Item ref: 3925
Thomas Del Mar Ltd., 30th July 2020, lot 207, ‘The Property of an Important Collection’
The large proportions of this crossbow categorise it under the German term Ganze Rüstung (‘full-size equipment’). These heavy bows had their origin in warfare. Their use in hunting in the late 16th century was restricted by their weight to the pursuit of boar and stags driven towards the sportsmen in prepared enclosures. By this period of crossbow development, the earlier long angular trigger had become merely a guard for a small trigger, its mechanism set by the insertion of rods or prickers carried separately. In this instance, again characteristic of the period, the trigger folds to enable the cord loop of a spanning device, a cranequin, to fit over the rear half of the stock and engage with the pair of steel lugs projecting from the sides of the stock.

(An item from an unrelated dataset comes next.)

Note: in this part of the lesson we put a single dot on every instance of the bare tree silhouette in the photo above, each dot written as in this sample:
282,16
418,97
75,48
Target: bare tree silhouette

The abounding imagery displayed in the decoration of this crossbow is that of romantic love, fertility and good fortune, the ingredients of a lasting marriage. Themes such as these naturally point to this bow having been made specifically as a prestigious wedding gift, the giving of luxurious weaponry to mark such a celebratory occasion not unusual in the 16th century among the landed classes within the German orbit. The marriage theme is furthered by the inclusion of two coats-of-arms, almost certainly those of the two families involved in the union, together with male and female bust portraits, the figures presented as though dressed for a wedding, very much in the finery of the period.
The decoration of the stock (or tiller) closely follows the elaborate style in which the stocks of pistols, long guns and their matching powder-flasks were fashionably decorated between circa 1580-1600, notably among the gunmakers of Saxony and Thuringia. The taste for this very close-set inlaid interlace of tightly spiralling ballflower tendrils spread eastwards also to neighbouring Bohemia and Silesia, where it remained an element of the stocking of crossbows and firearms as late as the early 18th century.
The underside is engraved with the female personification of Fortuna, Roman Goddess of Good Fortune. Towards the trigger-mechanism, an elaborate leafy arrangement of ripening figs is pierced at its centre by the aperture for the rod inserted to set the mechanism, while at the rear an amorous couple, less formally clothed, embrace above a heart-shaped emblem at their feet. The stock is capped by a staghorn terminal engraved with a further arrangement of figs. The abundant use of this fruit in the decoration of the stock serves as an appropriate background to the allusions to marriage which exist throughout. Figs are of course a classical and renaissance symbol of Female Fertility, and are an attribute both of the Goddess Venus and of Bacchus, God of Wine, Merriment and Physical Excess.